I also did a marker (a long nail in a piece of wood pressure fit into box). I knew where center was, I tried to roto zip with a friends tool..... Holy crap! That thing was so fast, buzzing and bouncing on the inside. I scratched the crap out of the plastic box, and then nicked the wall when taking the tool out. I was terrible! Lol

I now use similar to that box, but I have one that goes into the box and has 6 small pegs (about 1-4" long, looks like thumbtac pins). 

When you line up the drywall, you slap it and the pins stick into the drywall and the whole thing sticks on the sheet.

I then lay it face down and cut it with my drywall saw. Works great each time.

I think this is a picture of one (can't see the pins on the front due to angle):

Http://img.diynetwork.com/DIY/2005/08/04/dit312_4fa_lg.jpg

Sent from my iPhone using DIY Forum


----------



## Fix'n it (Mar 12, 2012)

the metal boxs are easy to zip. the plastic ones, if your not carefull, you will burn the plastic.


----------



## rjniles (Feb 5, 2007)

jdm001 said:


> I think this is a picture of one (can't see the pins on the front due to angle):
> 
> Http://img.diynetwork.com/DIY/2005/08/04/dit312_4fa_lg.jpg


The picture you posted looks more like the Blindmark tool with the magnets.










Like this



































df


----------



## jdm001 (Nov 6, 2009)

rjniles said:


> The picture you posted looks more like the Blindmark tool with the magnets.
> 
> Like this
> 
> df


Ah you're right. This is the exact one I got "Handymark" on amazon. 

www.amazon.com/gp/aw/d/B000V5MPZM

Mixed reviews, but sounds like reviewers weren't lining up before using. 

My first use I realized if I moved it into place or even swung it in, it might be a little off. I had great luck doing this:

First I lined up the top or bottom and put the edge in place while the bottom/top closest to the marker box hovering about an inch from the wall. I the even out the whole sheet 1" off wall and then bring back to wall so it's flat (perpendicular not swung in) and the box marks and usually sticks in too.

Easy to find, and then connect the dots to cut.

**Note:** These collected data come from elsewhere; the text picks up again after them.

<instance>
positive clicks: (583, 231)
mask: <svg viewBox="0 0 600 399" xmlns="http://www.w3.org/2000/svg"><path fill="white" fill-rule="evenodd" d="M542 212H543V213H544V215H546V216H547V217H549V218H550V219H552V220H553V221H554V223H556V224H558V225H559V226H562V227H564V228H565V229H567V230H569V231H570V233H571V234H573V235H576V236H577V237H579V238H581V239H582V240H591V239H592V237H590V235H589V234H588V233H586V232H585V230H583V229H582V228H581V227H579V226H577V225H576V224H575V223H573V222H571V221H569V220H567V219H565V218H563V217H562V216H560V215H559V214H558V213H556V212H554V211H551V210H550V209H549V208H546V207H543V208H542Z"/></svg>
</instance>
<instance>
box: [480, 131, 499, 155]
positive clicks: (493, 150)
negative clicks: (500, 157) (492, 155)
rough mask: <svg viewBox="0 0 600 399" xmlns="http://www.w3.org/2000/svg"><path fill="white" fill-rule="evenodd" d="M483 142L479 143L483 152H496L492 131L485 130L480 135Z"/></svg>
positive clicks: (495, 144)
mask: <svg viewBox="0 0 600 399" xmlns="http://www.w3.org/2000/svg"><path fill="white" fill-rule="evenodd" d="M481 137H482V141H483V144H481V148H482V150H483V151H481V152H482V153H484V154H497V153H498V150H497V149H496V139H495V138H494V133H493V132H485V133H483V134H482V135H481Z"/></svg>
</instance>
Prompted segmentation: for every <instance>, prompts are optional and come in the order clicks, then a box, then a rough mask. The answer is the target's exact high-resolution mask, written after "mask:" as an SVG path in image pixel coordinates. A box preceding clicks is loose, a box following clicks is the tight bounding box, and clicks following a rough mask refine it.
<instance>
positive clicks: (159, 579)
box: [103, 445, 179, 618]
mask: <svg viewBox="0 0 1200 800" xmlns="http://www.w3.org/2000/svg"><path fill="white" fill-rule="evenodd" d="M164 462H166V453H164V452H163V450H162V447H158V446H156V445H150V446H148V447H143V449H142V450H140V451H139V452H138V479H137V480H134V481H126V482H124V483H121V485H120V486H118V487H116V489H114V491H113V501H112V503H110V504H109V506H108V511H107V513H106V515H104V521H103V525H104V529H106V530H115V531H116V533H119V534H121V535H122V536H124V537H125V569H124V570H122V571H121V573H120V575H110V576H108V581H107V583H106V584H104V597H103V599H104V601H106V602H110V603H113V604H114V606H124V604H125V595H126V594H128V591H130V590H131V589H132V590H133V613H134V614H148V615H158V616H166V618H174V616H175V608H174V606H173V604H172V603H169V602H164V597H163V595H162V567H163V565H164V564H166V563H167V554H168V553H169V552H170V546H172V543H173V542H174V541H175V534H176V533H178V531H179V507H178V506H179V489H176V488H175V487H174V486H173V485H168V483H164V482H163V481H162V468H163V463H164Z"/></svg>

Sent from my iPhone using DIY Forum


----------



## rjniles (Feb 5, 2007)

Actually I don't use that Blindmark tool any more. What I do is put a mark on the floor directly below the box and write next to it the measurement up to the center of the box. Hang the drywall sheet from the top and leave it loose at the bottom. The box prevents it from going back to the studs. Measure up from the mark on the floor the distance I wrote. Plunge with the roto-zip and cut the box. Push the drywall back to studs and screw off.


----------



## ktkelly (Apr 7, 2007)

I can't tell you how many times I've had wire cut from someone using a Roto-Zip to trim around the inside of a box.


Sure, the wires _should _be set back deep in the box, but sometimes they're not. How do you know? They are covered by the rock....


*Cutting inside the box is a BAD practice.*


Shallow the bit in the Roto-Zip, cut around the outside of the box and you'll never do any damage.


----------



## oldrivers (May 2, 2009)

in newer remodeliing they have these new boxes that have 1 inch flanges all around them that you tape the vapor barrier to and you have to cut all around the flange so you dont disturb the vaper barrier seal , if you dont cut around the flanges the sheetrock gets bulged from the flanges so you have to cut around the flanges which leaves a 1 inch gap all around the box that needs to be filled with durabond and taped . no big deal .


----------



## scottktmrider (Jul 1, 2012)

http://www.homedepot.com/p/t/202343...d=10051&N=5yc1vZapww&R=202343468#.UNsXbHmSWwk

I have used these,and i think they work great.


----------